In my Direct3D application, the camera can be moved using the mouse or arrow keys. But if I hard code (0,1,0) as the up direction vector in LookAtLH, the frame goes blank at some orientations of the camera.
I just learned the hard way that when looking along the Y-axis, (0,1,0) no longer works as the Up direction (seems obvious?). I am thinking of switching my up direction to something else for each of these special cases. Is there a more graceful way to handle this?
Assuming you can calculate a vector pointing forward (what you are looking at - your position) and a vector pointing right (always on the XZ-plane unless you can roll). Normalize both these vectors, then up is forward x right (where x is cross product).
In general, you can plug in your yaw, pitch and roll into a rotation matrix and rotate the axis vectors to get right, up and forward, but I guess that's what you are using LookAtLH to avoid.
See http://en.wikipedia.org/wiki/Rotation_matrix#The_3-dimensional_rotation_matricies
The graceful way to handle this is to use Unit Quaternions. A quaternion is a vector of 4 values that encodes an orientation in 3D space (not a rotation as some articles assert) and a unit quaternion is one where the vector length sqrt(x^2+y^2+z^2+w^2) is 1.0. There are a set of mathematical operations for working with quaternions that are analogous to using matrices to encode rotations, with the added bonus that quaternions can never represent an degenerate orientation. You can freely convert quaternions to a 3x3 or 4x4 matrix when you need to feed the result to a GPU.

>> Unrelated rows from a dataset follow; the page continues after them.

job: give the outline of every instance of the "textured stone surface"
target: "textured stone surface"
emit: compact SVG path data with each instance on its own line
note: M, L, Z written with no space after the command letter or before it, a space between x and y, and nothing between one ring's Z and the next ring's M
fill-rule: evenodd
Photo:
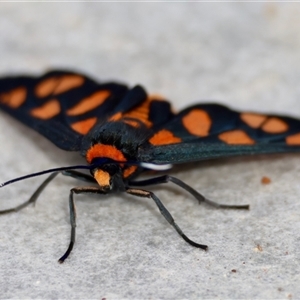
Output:
M300 117L299 26L298 3L1 3L0 72L77 69L141 83L176 108L211 99ZM1 181L78 162L2 112L0 126ZM210 199L251 205L216 210L171 185L153 188L208 252L182 241L151 201L78 196L77 243L63 265L68 190L82 183L59 177L35 208L0 217L0 297L299 298L299 171L299 155L172 171ZM41 181L2 189L0 208Z

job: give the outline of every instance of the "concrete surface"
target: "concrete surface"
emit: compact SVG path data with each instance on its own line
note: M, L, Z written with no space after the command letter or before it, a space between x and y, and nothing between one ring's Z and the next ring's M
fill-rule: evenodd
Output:
M300 117L299 3L0 3L0 73L70 68L143 84L179 109L201 99ZM78 162L0 113L1 180ZM177 167L177 176L223 203L153 188L187 245L150 201L78 196L69 239L68 191L57 178L35 208L0 217L1 299L299 299L299 155ZM261 178L271 178L269 185ZM27 199L35 178L0 191L0 208Z

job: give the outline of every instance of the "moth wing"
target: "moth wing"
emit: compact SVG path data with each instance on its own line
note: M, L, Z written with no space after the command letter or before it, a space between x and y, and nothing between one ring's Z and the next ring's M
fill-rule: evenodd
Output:
M139 160L184 163L218 157L299 152L300 120L237 112L218 104L191 106L140 147Z
M69 71L0 79L0 107L64 150L78 151L90 129L145 101L145 91L98 83Z

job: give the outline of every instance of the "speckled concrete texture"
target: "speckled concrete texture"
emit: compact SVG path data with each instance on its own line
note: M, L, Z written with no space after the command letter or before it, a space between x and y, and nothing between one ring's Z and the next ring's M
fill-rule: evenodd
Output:
M79 70L144 85L181 109L200 101L300 117L299 3L0 3L0 75ZM0 112L1 178L65 166L66 153ZM222 203L218 210L161 185L186 244L150 200L76 197L73 253L68 192L57 177L35 207L0 216L1 299L299 299L299 155L223 159L171 174ZM263 185L267 176L271 183ZM0 209L42 178L0 191Z

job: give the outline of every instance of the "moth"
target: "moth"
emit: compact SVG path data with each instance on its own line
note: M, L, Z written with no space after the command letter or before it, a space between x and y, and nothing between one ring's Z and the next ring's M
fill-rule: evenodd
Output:
M43 76L0 78L0 108L66 151L82 155L86 165L53 168L1 184L50 174L23 204L0 213L18 211L34 203L59 173L87 183L69 194L71 237L59 259L62 263L75 243L74 194L105 195L124 192L150 198L178 234L189 239L161 200L147 186L172 182L199 202L215 207L248 209L248 205L213 202L170 175L136 180L147 170L167 170L175 164L262 153L300 152L300 120L278 115L237 112L215 103L200 103L175 113L170 103L151 96L140 85L99 83L71 71ZM88 170L90 174L78 170Z

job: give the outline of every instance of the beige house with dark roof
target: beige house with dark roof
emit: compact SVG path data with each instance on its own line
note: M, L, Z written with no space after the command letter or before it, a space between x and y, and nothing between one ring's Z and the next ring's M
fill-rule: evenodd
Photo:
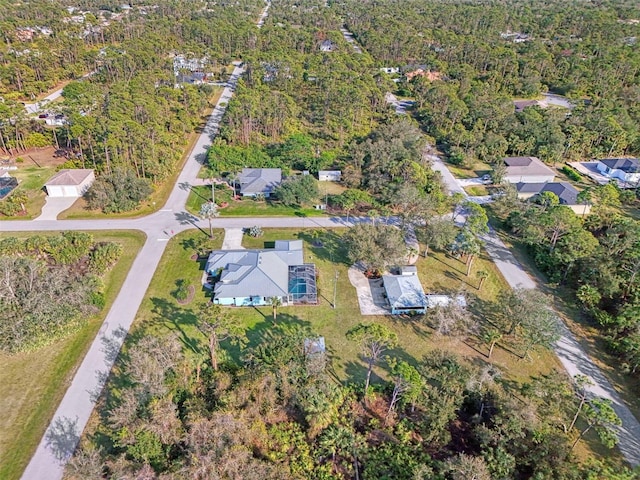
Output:
M51 177L44 186L50 197L81 197L95 179L91 169L64 169Z

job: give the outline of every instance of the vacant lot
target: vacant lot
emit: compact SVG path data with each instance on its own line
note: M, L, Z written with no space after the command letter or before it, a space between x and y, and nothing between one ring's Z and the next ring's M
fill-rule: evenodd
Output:
M91 233L96 241L119 242L124 247L120 261L105 278L103 310L79 332L49 346L12 356L0 354L2 479L20 477L144 243L144 234L137 232Z

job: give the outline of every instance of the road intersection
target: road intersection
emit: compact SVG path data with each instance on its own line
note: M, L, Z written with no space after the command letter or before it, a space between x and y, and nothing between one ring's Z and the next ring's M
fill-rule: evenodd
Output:
M270 4L267 5L267 9ZM266 17L267 9L261 16ZM206 158L211 139L217 134L226 105L233 95L238 79L244 72L241 64L236 64L228 86L209 118L204 131L198 138L191 154L185 162L176 185L166 204L156 213L138 219L104 220L55 220L51 216L40 217L37 221L6 221L0 224L3 233L11 231L59 231L59 230L141 230L147 239L135 258L131 270L116 297L102 328L91 345L87 355L75 373L72 383L62 399L36 453L22 475L23 480L58 480L62 478L64 466L73 454L80 435L91 415L95 402L104 387L106 378L116 360L124 338L135 319L138 308L158 267L170 237L178 232L200 228L207 229L207 223L185 209L191 186L198 182L197 175ZM451 193L466 193L451 175L444 163L436 155L429 155L434 170L441 172ZM305 228L349 227L366 218L345 220L339 217L256 217L217 218L216 228L244 228L257 225L263 228ZM512 287L536 288L535 282L526 274L511 252L490 232L484 238L488 253ZM575 337L563 328L563 338L558 342L556 353L571 374L584 374L594 382L596 395L610 398L616 412L623 420L620 429L620 450L632 465L640 464L640 424L624 405L623 401L607 381L598 367L589 359Z

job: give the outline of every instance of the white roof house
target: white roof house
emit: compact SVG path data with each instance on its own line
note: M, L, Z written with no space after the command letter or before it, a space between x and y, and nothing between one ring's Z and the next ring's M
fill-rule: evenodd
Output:
M426 312L427 299L414 269L403 268L400 275L383 275L382 284L392 315Z
M91 169L64 169L51 177L44 186L50 197L81 197L95 179Z
M279 168L243 168L238 176L240 195L268 197L282 183L282 170Z
M596 168L603 175L625 183L640 182L640 162L637 158L605 158L598 160Z
M277 240L274 248L214 250L206 272L217 280L213 301L220 305L316 303L315 266L305 264L301 240Z
M509 183L553 182L556 174L536 157L507 157L504 180Z

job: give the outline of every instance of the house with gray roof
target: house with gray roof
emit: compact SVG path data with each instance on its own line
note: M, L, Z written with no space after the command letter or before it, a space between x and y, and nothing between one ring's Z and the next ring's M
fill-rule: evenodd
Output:
M578 201L578 190L568 182L548 183L517 183L518 198L528 200L535 198L543 192L554 193L560 202L573 210L578 215L586 215L591 211L591 205Z
M556 174L536 157L507 157L504 181L509 183L553 182Z
M243 168L238 176L240 195L269 197L282 183L282 170L279 168Z
M317 303L315 265L304 263L302 240L276 240L274 248L214 250L205 267L214 280L213 302L229 306Z
M637 158L605 158L598 160L596 168L606 177L634 185L640 183L640 162Z
M402 267L399 275L383 275L382 284L392 315L424 314L427 311L427 298L415 267Z

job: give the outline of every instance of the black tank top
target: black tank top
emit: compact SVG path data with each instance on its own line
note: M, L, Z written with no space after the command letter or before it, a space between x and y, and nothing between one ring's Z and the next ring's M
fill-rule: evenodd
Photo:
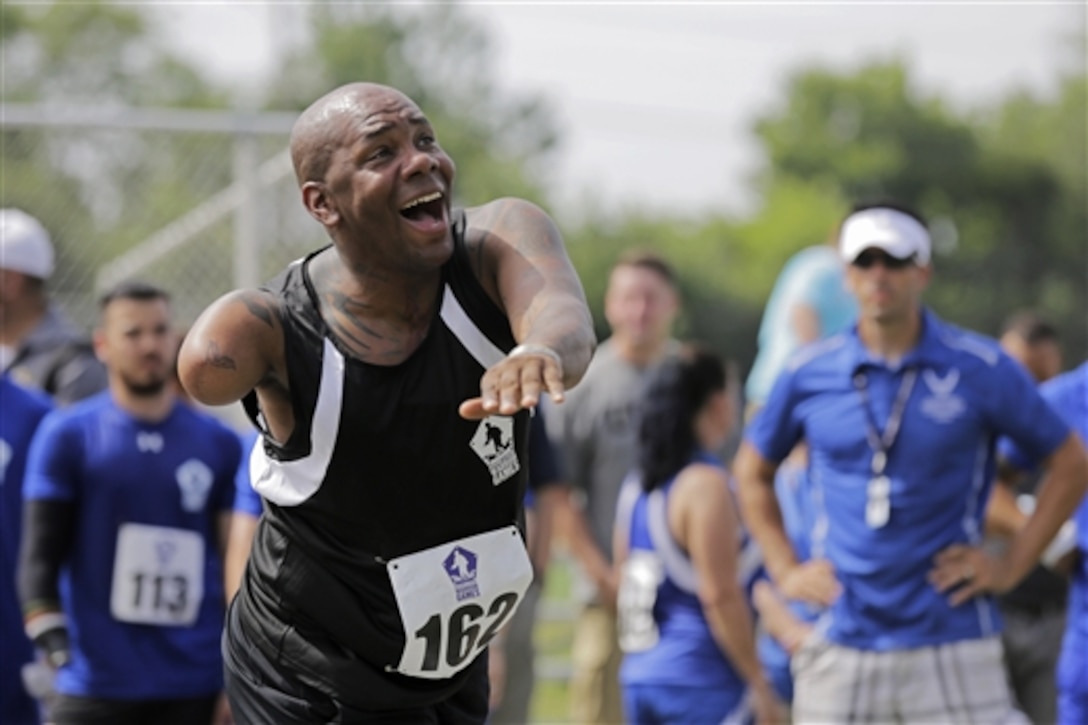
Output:
M295 429L282 446L266 435L263 462L251 469L265 466L254 487L266 506L235 602L244 631L230 635L284 662L285 675L363 709L440 701L474 669L446 680L386 671L404 632L385 562L522 525L528 413L513 417L506 441L491 423L457 413L515 343L468 264L463 214L454 240L439 313L399 365L359 361L329 333L308 274L324 250L266 287L283 301ZM252 397L247 409L255 414ZM513 465L509 456L489 460L510 443Z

Your problem is that, while you are moving your camera, you will introduce a little twist into the camera's up direction. By forcing the camera to re-center itself on the (0,1,0) vector every iteration, you are in effect rotating the camera and then clamping the camera's orientation to remain on the surface of a sphere, but when your camera hits the pole of this sphere there is no good direction to call "up" and your matrix goes singular and gives you zero-sized polygons (hence the black screen). Quaternions have the ability to interpolate through these poles and come out the other side just fine, leaving you with a valid matrix at all times. all you have to do is control the "twist".
To measure this twist you should read Ken Shoemake's article "Fiber Bundle Twist Reduction" in the book Graphics Gems 4. He shows a good way to measure this accumulated twist and how to remove it when it is offensive.